General characteristics
- Class & type: Modified Black Swan-class sloop
- Displacement: 1,350 tons
- Length: 283 ft (86 m)
- Beam: 38.5 ft (11.7 m)
- Propulsion: Geared turbines; two shafts;
- Speed: 20 knots (37 km/h) at 4,300 hp (3,200 kW)
- Complement: 192 men + 1 Cat
- Armament: 6 × QF 4 in Mk XVI anti-aircraft guns; 12 × 20 mm anti-aircraft guns;

= HMS Chanticleer (U05) =

Modified Black Swan-class sloop

HMS Chanticleer was a modified Black Swan-class sloop of the Royal Navy. She was laid down by William Denny and Brothers, Dumbarton on 6 June 1941, launched on 24 September 1942 and commissioned on 29 March 1943, with the pennant number U05.

==Construction and career==
After trials and operational commissioning at Tobermory, in May 1943, the Chanticleer was assigned to the 7th Escort Group based at Greenock for convoy escort missions in the Atlantic.

In June 1943, she took part in various missions to protect convoys such as a floating dock towed from Oban to Malta by the passage through Gibraltar or the KMF18 convoy escort between Gibraltar and the United Kingdom.

In July 1943, the Chanticleer accompanied the KMF19 convoy during the passage through Beach Head, in Sicily, then joined the Eastern Support Force to support the Allied landings, Operation Husky. Upon liberation from Operation Husky, the Chanticleer resumed the escort of the Atlantic convoys and her support functions.

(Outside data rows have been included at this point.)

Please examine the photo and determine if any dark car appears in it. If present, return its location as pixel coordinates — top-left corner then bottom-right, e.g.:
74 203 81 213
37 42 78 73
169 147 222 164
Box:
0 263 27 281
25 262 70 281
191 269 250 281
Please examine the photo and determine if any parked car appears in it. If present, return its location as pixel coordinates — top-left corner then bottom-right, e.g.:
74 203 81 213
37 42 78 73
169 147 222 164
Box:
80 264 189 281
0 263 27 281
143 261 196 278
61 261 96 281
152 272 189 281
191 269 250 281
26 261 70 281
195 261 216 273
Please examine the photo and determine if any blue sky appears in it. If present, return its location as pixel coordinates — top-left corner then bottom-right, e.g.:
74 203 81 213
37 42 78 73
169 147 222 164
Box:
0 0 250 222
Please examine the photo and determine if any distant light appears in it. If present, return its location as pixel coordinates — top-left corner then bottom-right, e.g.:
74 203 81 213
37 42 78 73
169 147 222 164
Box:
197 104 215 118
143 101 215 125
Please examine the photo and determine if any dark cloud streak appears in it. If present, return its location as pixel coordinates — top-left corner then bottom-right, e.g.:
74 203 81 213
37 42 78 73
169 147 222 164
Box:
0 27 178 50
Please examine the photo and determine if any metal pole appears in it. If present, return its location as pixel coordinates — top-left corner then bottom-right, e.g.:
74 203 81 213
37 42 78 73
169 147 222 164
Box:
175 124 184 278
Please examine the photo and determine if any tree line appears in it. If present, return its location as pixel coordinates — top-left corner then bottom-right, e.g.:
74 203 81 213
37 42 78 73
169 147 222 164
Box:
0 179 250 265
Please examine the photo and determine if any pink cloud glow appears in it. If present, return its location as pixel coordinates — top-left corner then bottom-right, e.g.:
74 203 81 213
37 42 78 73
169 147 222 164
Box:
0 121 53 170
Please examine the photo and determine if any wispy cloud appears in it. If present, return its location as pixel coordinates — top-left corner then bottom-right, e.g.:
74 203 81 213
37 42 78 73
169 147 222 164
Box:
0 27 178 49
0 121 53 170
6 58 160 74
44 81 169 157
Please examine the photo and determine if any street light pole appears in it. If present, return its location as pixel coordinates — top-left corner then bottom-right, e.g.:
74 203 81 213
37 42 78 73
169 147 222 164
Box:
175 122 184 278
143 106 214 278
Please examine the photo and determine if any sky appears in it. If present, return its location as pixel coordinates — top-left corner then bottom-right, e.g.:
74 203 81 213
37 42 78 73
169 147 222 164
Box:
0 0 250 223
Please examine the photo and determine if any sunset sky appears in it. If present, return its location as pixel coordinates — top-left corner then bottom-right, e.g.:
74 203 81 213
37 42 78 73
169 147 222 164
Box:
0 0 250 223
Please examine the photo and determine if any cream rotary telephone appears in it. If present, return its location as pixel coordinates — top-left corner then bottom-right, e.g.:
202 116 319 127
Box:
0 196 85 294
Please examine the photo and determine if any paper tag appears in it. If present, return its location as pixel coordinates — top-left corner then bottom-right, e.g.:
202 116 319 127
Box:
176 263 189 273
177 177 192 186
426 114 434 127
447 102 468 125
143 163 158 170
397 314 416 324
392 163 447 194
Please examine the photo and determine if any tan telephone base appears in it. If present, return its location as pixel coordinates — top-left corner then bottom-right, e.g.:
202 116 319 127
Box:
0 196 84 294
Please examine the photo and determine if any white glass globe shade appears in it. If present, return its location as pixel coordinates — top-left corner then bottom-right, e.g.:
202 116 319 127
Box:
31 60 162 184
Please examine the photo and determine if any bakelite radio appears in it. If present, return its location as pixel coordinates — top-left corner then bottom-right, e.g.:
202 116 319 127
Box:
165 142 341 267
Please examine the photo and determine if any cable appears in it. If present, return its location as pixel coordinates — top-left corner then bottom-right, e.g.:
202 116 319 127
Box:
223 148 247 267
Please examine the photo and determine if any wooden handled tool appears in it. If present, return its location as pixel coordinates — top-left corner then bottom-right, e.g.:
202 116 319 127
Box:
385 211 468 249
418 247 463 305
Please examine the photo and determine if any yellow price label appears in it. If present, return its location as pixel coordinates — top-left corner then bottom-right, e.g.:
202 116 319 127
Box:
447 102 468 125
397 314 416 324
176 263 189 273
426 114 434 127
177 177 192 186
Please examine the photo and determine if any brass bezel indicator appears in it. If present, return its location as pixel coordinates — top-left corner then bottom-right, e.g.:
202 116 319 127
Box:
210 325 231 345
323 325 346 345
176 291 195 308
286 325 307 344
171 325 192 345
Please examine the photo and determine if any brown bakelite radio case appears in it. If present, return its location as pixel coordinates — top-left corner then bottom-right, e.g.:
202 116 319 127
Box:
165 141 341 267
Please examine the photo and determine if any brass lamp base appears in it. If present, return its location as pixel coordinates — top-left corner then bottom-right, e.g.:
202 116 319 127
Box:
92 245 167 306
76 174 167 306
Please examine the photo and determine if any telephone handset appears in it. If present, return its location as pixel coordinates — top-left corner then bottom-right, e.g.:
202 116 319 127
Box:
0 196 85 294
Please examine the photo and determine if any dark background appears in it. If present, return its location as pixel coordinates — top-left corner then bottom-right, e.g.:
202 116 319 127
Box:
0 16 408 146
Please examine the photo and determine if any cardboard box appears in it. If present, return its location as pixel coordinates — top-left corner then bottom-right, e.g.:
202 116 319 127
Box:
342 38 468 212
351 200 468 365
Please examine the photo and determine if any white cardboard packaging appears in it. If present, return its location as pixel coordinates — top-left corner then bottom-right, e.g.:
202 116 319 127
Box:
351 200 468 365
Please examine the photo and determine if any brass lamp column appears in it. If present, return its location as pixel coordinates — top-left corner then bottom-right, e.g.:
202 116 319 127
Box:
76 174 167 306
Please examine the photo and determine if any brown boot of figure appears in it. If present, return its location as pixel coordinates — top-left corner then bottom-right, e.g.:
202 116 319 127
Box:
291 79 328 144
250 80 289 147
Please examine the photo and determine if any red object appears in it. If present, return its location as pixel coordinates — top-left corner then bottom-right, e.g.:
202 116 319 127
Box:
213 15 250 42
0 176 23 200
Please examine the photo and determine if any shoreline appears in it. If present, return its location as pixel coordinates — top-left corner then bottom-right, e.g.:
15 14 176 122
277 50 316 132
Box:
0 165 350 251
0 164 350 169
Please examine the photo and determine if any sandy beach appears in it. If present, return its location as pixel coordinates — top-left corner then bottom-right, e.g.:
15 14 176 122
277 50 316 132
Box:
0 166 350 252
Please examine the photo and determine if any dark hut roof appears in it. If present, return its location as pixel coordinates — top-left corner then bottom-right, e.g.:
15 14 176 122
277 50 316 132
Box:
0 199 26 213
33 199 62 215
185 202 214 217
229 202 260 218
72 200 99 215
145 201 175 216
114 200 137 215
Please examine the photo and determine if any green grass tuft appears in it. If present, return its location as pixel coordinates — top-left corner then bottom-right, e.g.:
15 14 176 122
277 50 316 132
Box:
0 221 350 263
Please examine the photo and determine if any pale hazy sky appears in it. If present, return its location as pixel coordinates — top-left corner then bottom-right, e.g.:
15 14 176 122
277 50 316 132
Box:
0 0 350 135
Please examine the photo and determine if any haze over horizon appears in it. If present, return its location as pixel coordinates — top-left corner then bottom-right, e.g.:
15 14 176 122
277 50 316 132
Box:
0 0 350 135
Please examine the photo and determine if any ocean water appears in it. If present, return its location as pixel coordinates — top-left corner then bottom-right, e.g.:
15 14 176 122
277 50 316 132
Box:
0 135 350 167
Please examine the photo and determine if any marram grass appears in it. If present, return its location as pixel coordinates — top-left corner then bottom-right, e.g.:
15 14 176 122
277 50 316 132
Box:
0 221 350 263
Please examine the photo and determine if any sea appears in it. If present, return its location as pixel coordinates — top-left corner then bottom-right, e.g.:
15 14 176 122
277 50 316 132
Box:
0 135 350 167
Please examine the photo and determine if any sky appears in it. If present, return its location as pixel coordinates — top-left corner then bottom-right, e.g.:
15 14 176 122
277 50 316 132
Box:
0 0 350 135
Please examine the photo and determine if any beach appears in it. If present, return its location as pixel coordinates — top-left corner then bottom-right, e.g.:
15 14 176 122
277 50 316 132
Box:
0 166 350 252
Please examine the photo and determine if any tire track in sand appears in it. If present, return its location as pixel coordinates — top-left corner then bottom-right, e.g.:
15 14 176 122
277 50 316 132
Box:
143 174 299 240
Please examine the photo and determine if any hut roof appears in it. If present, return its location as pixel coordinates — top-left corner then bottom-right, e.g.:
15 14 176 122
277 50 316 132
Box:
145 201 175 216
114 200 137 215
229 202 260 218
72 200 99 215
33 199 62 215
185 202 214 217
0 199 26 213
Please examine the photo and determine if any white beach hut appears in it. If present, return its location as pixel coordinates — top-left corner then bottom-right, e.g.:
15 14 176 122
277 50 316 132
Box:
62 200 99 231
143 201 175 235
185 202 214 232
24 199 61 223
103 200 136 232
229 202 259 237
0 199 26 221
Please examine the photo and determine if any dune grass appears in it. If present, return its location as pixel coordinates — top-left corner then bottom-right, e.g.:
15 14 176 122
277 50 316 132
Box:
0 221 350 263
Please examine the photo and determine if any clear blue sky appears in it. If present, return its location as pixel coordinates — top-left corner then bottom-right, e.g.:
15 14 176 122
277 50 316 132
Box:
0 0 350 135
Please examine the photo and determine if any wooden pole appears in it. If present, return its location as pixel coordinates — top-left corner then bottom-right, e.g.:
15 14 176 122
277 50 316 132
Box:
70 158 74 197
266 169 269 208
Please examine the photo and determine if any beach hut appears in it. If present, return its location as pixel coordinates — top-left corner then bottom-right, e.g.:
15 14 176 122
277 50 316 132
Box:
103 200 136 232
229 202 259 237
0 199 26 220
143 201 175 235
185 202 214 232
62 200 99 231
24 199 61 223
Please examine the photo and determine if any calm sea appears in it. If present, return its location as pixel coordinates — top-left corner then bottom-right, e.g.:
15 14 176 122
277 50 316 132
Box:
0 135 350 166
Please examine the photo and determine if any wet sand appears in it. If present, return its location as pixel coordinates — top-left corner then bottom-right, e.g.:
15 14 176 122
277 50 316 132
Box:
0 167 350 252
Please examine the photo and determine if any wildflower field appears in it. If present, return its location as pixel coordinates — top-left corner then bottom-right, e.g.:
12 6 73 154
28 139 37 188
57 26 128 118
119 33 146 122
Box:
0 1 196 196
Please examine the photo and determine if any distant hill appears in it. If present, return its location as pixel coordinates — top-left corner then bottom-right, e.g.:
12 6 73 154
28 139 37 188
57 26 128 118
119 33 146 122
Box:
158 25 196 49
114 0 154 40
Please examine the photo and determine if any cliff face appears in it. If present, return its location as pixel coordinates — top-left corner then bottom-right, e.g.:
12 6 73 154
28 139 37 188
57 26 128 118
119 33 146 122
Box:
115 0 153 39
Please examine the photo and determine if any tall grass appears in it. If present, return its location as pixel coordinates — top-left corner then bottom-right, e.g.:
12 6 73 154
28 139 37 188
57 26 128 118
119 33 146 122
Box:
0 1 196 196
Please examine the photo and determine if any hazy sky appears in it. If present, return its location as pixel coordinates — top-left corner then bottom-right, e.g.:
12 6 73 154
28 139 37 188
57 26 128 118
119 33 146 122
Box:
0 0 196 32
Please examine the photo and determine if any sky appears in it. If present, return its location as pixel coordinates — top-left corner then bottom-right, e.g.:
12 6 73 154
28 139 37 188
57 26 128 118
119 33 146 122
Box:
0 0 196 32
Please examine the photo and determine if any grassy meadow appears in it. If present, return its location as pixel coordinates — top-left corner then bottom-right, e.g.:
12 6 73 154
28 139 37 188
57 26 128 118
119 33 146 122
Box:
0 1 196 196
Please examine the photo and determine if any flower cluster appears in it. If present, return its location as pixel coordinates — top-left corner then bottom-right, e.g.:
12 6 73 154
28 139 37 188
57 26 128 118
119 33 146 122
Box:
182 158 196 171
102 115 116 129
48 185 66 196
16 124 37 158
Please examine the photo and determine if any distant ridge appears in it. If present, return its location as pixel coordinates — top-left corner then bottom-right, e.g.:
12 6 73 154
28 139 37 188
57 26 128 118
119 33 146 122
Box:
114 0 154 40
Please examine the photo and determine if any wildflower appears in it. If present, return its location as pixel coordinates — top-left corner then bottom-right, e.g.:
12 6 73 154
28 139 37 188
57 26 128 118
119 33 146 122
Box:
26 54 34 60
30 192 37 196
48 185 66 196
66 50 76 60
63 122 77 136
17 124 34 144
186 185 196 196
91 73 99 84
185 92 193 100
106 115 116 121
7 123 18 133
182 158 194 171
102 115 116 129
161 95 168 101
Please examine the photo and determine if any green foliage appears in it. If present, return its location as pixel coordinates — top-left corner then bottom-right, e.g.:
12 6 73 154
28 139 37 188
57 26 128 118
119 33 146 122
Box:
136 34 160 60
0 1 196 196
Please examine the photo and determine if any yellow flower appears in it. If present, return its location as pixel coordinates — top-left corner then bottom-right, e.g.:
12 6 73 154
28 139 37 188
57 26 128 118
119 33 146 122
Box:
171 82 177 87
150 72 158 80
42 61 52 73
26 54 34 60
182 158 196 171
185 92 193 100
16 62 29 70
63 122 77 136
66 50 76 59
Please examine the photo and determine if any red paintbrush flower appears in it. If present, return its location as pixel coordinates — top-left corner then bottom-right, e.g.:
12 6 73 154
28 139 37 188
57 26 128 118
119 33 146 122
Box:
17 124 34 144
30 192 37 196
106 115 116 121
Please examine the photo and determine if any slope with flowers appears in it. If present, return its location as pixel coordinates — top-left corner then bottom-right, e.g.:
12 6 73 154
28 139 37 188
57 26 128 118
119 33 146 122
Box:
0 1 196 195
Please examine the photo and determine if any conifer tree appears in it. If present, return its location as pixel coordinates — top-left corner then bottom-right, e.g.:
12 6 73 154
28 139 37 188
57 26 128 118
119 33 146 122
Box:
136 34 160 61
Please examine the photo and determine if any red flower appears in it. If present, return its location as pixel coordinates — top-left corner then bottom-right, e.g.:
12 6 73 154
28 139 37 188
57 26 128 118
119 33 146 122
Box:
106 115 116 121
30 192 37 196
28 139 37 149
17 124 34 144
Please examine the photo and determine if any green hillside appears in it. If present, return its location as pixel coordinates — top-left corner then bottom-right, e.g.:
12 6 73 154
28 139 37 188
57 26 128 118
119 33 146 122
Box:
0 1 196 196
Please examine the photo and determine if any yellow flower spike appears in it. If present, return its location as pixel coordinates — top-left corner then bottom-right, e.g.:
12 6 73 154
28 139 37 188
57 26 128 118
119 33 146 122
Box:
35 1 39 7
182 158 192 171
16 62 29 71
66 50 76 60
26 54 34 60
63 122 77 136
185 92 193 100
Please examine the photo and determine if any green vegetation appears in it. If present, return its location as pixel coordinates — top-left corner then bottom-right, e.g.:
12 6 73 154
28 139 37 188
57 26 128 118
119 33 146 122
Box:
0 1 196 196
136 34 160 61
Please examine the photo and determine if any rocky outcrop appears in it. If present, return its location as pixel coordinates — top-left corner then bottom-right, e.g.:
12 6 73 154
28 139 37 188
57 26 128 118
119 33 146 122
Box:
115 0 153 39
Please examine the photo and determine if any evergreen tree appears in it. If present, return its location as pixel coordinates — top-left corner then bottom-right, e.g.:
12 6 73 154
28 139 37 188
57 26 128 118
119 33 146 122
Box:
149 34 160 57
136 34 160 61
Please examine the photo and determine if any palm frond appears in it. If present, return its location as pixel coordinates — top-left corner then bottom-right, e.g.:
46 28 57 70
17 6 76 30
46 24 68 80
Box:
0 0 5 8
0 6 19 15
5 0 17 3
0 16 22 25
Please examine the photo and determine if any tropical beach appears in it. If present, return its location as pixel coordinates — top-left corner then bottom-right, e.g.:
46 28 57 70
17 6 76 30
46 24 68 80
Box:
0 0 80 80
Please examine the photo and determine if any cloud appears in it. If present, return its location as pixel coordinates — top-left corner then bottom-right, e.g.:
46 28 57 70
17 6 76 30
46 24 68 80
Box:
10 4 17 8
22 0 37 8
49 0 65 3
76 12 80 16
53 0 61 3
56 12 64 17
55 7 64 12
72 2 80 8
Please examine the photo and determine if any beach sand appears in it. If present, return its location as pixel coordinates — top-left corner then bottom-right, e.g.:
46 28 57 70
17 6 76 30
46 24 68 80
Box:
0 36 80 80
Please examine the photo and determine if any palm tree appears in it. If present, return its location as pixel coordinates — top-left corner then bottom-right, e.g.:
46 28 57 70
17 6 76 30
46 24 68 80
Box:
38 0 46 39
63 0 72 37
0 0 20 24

On 15 November 1943, at 3:24 p.m., during the defence of the combined convoy MKS30 and SL139 against the attacks from U-Boats of the Wolfpack Schill 1 (activated from 16 to 22 November 1943 and composed of the following eight U-Boats: U-211, U-228, U-262, U-333, U-358, U-426, U-516 and U-600), HMS Chanticleer was hit by an acoustic torpedo (T5-GNAT) fired from U-515, 400 kilometres east-northeast of the island of San Miguel, Azores. 29 men died. The severely-damaged sloop was towed by HMS Salveda to Horta in the Azores, where she was declared a total loss.

The ship was then transformed into a hulk and used as a base ship for Royal Navy personnel serving in Horta and was renamed Hesperides. On 31 December 1943, her name was changed to Lusitania II, but the ship continued to be used as a base ship for the remainder of the European War when she was deactivated again. She was sold for dismantling in Lisbon in 1946.